What is an HPC?¶
A High Performance Cluster (HPC) is a way to carry out large-scale analysis, using centralised compute.
flowchart TD
A(Researcher submits job) --> B[Master host and candidates]
B --> C[Queues]
C --> |jobs wait in queues until the required resources are ready| D[Resources]
D <-.-> |Master host and resources are in frequent communication| B
D --> E(Job runs and finishes)
classDef researcher fill:#DF007D,stroke:#DF007D,color:#FFFFFF;
class A,E researcher;
classDef RE fill:#FFC6E6,stroke:#FFC6E6,color:#2B2F3B;
class B,C,D RE;
Overview of usage¶
To use the HPC, you start by logging onto the cluster. This brings you to the login node. From here you can cd
into your working folder. It is possible to load and run software from the login node, but to make use of the full compute, you should launch jobs.
%%{init: {"flowchart": {"htmlLabels": false, 'curve': 'linear'}} }%%
flowchart TB
subgraph "`RE`"
direction TB
B["Research Environment"] --> C["Terminal"]
end
subgraph "`HPC`"
direction TB
D["`**Login node** low resourced`"] -- "`create job`" --> E["`**Worker node** high resourced`"]
end
subgraph "`Weka`"
direction LR
F[Weka storage] --> G["`**discovery_forum:** read/write folder for Industry Research Network members`"]
F --> H["`**re_gecip:** read/write folder for Academic Research Network members`"]
F --> I["`**genomes:** read only, contains all consented genomes`"]
F --> J["`**public_data_resources:** read only, contains public resources, eg gnomAD`"]
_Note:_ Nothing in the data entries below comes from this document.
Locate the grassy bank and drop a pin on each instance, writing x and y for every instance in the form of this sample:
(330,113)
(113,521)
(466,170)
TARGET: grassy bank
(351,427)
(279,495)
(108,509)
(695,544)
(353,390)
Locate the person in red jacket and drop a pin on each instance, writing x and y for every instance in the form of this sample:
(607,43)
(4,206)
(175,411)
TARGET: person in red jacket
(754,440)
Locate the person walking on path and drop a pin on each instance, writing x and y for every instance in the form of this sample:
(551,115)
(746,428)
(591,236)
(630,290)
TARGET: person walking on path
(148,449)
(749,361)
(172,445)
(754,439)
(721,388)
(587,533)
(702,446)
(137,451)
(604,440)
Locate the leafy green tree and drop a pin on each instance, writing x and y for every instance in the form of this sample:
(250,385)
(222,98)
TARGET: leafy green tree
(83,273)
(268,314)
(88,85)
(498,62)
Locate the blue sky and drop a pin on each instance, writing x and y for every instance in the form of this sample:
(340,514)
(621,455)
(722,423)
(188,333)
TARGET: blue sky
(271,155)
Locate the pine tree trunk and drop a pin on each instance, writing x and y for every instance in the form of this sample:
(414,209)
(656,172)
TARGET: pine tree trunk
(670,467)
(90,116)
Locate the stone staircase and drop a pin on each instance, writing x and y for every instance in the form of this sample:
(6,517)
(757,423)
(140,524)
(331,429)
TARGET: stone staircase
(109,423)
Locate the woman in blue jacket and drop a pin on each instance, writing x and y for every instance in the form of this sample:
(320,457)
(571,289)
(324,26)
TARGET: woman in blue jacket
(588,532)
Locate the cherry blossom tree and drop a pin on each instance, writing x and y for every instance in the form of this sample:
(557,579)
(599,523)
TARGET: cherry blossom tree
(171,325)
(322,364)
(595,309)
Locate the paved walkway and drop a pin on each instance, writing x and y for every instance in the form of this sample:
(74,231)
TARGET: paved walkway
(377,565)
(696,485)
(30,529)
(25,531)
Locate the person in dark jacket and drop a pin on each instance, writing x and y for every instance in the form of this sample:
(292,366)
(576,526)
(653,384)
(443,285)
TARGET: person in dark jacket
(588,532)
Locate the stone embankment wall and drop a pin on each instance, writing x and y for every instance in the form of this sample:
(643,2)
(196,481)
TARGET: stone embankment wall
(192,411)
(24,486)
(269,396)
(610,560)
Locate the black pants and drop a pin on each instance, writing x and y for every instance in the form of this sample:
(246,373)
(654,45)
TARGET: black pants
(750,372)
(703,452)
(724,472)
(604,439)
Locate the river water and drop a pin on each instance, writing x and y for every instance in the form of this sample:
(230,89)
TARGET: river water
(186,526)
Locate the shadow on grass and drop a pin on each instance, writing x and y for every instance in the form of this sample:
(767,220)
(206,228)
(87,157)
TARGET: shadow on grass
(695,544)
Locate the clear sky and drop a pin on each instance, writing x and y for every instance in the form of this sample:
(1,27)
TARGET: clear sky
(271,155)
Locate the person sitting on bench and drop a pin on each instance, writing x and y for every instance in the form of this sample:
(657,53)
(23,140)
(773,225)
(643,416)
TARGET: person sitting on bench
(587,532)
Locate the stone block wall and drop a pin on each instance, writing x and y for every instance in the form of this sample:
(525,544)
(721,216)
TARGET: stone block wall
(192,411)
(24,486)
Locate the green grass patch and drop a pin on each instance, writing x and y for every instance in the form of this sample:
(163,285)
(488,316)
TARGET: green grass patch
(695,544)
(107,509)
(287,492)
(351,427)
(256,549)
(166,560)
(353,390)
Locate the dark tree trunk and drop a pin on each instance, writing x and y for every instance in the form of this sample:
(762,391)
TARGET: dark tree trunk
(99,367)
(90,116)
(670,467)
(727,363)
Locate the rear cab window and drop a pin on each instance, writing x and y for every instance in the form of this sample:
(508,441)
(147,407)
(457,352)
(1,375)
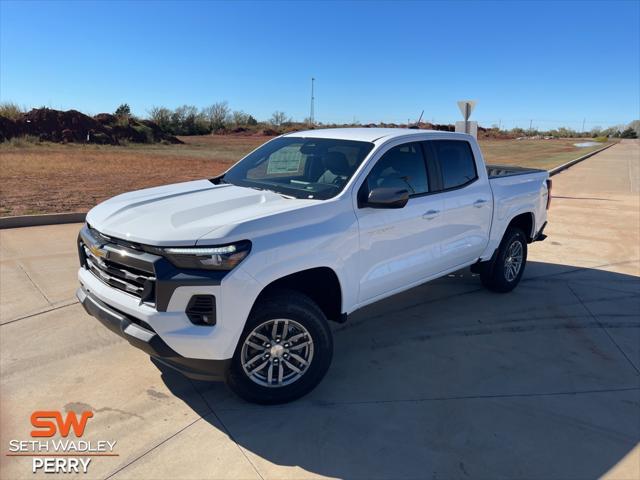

F --> K["`**gel_data_resources:** read only, contains GEL-generated datasets, eg AggV2`"]
end
A("`Researcher`") --> RE
C -- "`ssh`" --> HPC
HPC --> Weka
RE --> Weka
classDef node fill:#FFC6E6,stroke:#FFC6E6,color:#2B2F3B;
class A,B,C,D,E,F,G,H,I,J,K node;
Terminology¶
Term | Meaning |
---|---|
LSF | Load Sharing Facility - the tool we use to schedule jobs on the HPC |
CPU | Central Processing Unit, the main processors |
Nodes | Ephemeral storage, networking, memory and processing resources that can be consumed by virtual machine instances. Sometimes referred to as hosts . |
Job | A task that you run on the HPC. Jobs can spawn other jobs. |
Queue | When you submit a job, it joins a queue. You can choose which queue to join, depending on the length of the job. |
Batch jobs | A job that you set off, then it runs independently in the background |
Interactive jobs | A job that opens access to the HPC, allowing you to run commands and tools on the cluster |
Running | A job that is in progress |
Pending | A job that is waiting in the queue |
working directory | The folder where you put all your files. |
standard output | Information about the job as it runs. If you were running a job normally, this would appear in the terminal, however on an HPC, you should set a file to write this to. |
standard error | Information about errors from the job. If you were running a job normally, this would appear in the terminal, however on an HPC, you should set a file to write this to. |
scratch | A location to write any temporary files creating during the job. |
project code | researchers are grouped based on Research Network membership, with compute resources shared between the groups |
modules | Software that has been loaded onto the HPC, which you can use in your analysis |
Usage guidelines¶
DO
DO launch interactive jobs to run software on the HPC.
DO kill interactive jobs when you've finished with them.
DO choose the appropriate length queue for your job.
DO estimate the memory required for your job.
DO use scripts to launch your batch jobs.
DO set LSF parameters (#BSUB
) within your scripts for improved traceability in your batch jobs.
DO specify the location for your standard output and error to help with troubleshooting
DO use scratch directories for your temporary files.
DO use containers to import software.
DO work with interactive coding tools such as Rstudio and Jupyter on the HPC.
DO set up .netrc
to use the LabKey API.
DON'T
DON'T run software on the login node.
DON'T request more memory than you need.
DON'T keep your temporary files in folders that will be backed up.